Der Osteuropa-Experte Pierre Kende warnt vor einer autoritären Umgestaltung Ungarns. Und auch in der Slowakei ist die Lage problematisch.

Von Frank Jansen

Berlin - Die Prognosen für Ungarn sind beklemmend. Ein „Kulturkampf“ in Universitäten und Medien, politisch motivierte Strafprozesse gegen Mitglieder der aus der Regierung abgewählten Sozialisten und Liberalen, eine Zunahme der „Anti-Zigeuner-Hysterie“ – der Osteuropa-Experte und gebürtige Ungar Pierre Kende zeichnet ein Bild, das erschreckt. Weniger wegen des Erfolgs der rechtsextremen Partei Jobbik bei den Wahlen im April, sondern vor allem angesichts der Zweidrittelmehrheit der rechtspopulistischen Fidesz-Partei unter Viktor Orbán. Nach dem gewaltigen Rechtsruck werde die Regierung Orbán versuchen, „das Land kulturell und moralisch gleichzuschalten“, sagte der frühere Forschungsdirektor des Pariser Centre national de la recherche scientifique, des Pendants zur Max-Planck-Gesellschaft, jetzt bei einer Tagung der den Grünen nahestehenden Heinrich-Böll-Stiftung in Potsdam zu Rechtspopulismus in Mittelosteuropa.

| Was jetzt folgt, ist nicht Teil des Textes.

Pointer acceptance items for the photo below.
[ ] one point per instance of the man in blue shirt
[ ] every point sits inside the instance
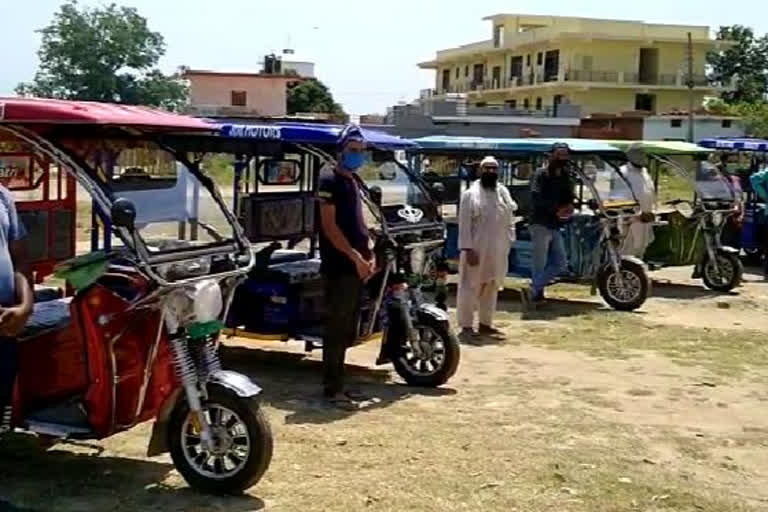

Kende befürchtet eine autoritäre Umgestaltung Ungarns und verglich Orbán mit Wladimir Putin. Als Beleg für seine Prophezeiungen nannte Kende unter anderem die harte Propaganda Orbáns und seiner Partei in den Jahren der Opposition. Die damalige Regierung aus Sozialisten und Liberalen sei als „Bolschewisten“ abgestempelt worden. Die Fidesz habe ihre Gegner als Vaterlandsverräter „diabolisiert“, sagte Kende. Und er verwies auf das strategische Dilemma der Fidesz: Mäßige sie sich in der Regierung, sei weiterer Zulauf für Jobbik zu erwarten.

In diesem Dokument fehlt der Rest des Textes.